Alleviation of pain does not always restore behavior

To evaluate the effects of this disruption on cancer-induced behavioral changes, we assessed the animals’ general well-being through nesting behavior (Neely et al., 2019) and anhedonia using the cookie test (Liu et al., 2018; Eliwa et al., 2021), as well as body weight and food disappearance as surrogates for oral pain and/or loss of appetite. Nociceptor-neuron-ablated mice showed increased nesting performance (Figure 4E) and decreased anhedonia (Figure 4F) compared to intact mice. This was accompanied by smaller tumor growth (Figure 4G) and increased survival (Figure 4H).
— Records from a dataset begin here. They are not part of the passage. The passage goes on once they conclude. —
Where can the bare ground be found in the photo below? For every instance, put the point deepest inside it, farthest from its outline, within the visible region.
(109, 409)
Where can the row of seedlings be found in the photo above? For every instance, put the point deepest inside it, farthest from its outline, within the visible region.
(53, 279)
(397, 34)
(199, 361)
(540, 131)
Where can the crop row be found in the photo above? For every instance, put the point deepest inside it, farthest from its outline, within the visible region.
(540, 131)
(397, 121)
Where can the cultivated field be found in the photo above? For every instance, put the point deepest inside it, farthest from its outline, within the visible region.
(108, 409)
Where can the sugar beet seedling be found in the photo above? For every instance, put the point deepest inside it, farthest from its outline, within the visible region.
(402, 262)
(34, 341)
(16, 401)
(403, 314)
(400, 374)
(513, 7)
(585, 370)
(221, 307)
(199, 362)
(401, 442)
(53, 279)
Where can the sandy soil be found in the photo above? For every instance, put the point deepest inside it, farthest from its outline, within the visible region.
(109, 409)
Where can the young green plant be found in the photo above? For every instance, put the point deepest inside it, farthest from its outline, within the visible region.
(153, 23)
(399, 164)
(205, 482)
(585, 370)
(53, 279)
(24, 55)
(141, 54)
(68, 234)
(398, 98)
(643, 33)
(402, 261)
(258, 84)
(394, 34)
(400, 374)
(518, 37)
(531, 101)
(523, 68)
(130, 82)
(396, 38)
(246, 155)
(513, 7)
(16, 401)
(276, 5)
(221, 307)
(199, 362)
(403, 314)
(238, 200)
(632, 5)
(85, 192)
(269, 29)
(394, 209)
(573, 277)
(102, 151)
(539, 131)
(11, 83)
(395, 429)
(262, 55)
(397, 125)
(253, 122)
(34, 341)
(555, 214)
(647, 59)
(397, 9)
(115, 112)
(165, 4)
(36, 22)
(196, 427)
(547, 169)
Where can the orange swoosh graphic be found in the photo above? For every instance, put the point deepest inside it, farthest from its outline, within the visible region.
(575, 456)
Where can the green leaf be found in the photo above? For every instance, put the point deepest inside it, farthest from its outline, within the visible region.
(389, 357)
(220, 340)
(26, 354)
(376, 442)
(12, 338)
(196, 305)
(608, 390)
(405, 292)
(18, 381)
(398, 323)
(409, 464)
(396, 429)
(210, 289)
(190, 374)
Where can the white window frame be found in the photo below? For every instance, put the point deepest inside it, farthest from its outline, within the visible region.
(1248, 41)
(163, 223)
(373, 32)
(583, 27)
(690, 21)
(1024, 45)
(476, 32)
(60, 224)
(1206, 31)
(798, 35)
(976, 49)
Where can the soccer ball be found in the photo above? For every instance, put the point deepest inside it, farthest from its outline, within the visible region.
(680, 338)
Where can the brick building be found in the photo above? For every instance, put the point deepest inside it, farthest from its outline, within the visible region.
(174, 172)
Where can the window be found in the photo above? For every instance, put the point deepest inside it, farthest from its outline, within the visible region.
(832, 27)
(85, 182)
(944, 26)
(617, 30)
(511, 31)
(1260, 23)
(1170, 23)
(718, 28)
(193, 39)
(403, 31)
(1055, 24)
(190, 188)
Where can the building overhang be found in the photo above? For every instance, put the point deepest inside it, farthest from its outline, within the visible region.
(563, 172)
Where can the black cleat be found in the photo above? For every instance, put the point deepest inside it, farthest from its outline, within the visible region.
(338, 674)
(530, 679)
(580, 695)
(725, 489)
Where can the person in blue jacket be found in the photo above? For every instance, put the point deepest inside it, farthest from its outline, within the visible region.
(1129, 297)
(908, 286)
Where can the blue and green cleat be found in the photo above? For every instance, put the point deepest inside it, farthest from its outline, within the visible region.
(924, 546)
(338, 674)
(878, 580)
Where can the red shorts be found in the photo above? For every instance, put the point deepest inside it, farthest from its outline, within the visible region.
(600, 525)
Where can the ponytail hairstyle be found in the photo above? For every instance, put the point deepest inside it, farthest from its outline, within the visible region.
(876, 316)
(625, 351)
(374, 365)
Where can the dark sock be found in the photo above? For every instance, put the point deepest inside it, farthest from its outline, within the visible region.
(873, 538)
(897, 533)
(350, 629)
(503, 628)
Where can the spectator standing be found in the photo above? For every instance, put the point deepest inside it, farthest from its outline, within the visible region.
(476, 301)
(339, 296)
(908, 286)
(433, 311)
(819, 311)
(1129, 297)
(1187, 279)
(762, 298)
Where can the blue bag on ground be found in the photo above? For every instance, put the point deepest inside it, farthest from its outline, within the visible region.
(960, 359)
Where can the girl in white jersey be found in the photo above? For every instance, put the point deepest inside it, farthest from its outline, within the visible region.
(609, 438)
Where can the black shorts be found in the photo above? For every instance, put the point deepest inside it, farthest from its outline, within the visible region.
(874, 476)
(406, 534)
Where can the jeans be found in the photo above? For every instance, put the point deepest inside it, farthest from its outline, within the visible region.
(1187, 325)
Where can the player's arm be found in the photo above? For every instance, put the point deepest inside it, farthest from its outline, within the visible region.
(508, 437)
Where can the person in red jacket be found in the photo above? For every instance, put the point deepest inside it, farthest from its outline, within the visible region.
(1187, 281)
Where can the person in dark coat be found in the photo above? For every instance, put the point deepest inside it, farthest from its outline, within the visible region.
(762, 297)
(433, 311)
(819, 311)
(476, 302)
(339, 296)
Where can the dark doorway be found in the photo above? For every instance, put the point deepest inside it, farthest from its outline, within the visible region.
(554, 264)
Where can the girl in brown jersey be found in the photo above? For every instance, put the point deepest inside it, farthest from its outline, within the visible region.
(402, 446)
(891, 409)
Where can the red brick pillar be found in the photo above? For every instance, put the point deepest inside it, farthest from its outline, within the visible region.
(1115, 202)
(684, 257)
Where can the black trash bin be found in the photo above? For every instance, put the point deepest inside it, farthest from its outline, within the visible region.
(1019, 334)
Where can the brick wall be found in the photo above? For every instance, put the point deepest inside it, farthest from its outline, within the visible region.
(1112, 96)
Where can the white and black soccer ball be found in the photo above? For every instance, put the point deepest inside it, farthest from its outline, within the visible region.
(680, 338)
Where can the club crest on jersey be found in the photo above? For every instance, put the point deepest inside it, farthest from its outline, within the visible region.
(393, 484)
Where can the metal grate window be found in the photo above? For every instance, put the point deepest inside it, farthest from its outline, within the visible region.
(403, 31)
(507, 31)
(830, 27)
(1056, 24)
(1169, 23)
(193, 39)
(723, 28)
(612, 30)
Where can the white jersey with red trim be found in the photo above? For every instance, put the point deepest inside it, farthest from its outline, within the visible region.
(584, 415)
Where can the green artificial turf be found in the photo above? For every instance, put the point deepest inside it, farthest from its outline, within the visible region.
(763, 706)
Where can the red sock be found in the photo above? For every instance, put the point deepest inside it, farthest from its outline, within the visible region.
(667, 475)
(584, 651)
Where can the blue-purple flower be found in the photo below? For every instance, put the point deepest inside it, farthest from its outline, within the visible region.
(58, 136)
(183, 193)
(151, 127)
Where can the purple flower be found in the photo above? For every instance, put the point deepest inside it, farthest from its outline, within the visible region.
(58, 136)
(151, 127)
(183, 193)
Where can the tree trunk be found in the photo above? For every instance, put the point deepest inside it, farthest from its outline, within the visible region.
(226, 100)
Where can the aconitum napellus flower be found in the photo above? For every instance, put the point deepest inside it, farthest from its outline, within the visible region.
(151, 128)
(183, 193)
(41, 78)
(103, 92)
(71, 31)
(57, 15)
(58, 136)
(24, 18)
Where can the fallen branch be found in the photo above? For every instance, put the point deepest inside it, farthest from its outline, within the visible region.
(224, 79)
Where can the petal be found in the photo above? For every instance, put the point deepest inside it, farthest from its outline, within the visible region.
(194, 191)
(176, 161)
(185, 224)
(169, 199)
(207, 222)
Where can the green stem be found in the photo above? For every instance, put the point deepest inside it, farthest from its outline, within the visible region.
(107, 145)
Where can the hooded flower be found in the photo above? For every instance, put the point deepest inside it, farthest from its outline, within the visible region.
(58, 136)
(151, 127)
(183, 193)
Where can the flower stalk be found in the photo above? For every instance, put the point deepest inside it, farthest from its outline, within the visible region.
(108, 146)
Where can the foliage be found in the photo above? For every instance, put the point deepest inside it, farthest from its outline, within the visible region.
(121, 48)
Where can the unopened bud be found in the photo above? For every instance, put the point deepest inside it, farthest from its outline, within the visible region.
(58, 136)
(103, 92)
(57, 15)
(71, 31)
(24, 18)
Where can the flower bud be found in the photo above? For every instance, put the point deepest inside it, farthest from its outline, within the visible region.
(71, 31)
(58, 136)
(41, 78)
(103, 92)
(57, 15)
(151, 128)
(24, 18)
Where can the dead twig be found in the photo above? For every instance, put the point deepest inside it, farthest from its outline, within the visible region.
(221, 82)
Given the impact of nociceptor neuron ablation on tumor growth, we wondered whether differences in tumor volume contributed to the behavioral differences we noted. Thus, the behavior data were graphed as a function of tumor volume. A simple linear regression model was used to fit the data. In the case of nesting scores, the linear regression did not fit the data points very well making it difficult to assess nesting scores at a given tumor volume (Figure 4—figure supplement 4). However, the linear regression model fit the time to interact data better. Here, the data suggest that tumor volume did influence behavior as at any given tumor volume the time to interact with the cookie is generally smaller in TRPV1-Cre::Floxed-DTA animals as compared to C57BL/6 animals (Figure 4—figure supplement 5). While both groups showed similar body weight loss (Figure 4I), nociceptor ablated animals show a transient (Wk 1, 4, 5) decrease in food disappearance (Figure 4J). Significant effects for all statistical analyses in Figure 4 are presented in Supplementary file 2.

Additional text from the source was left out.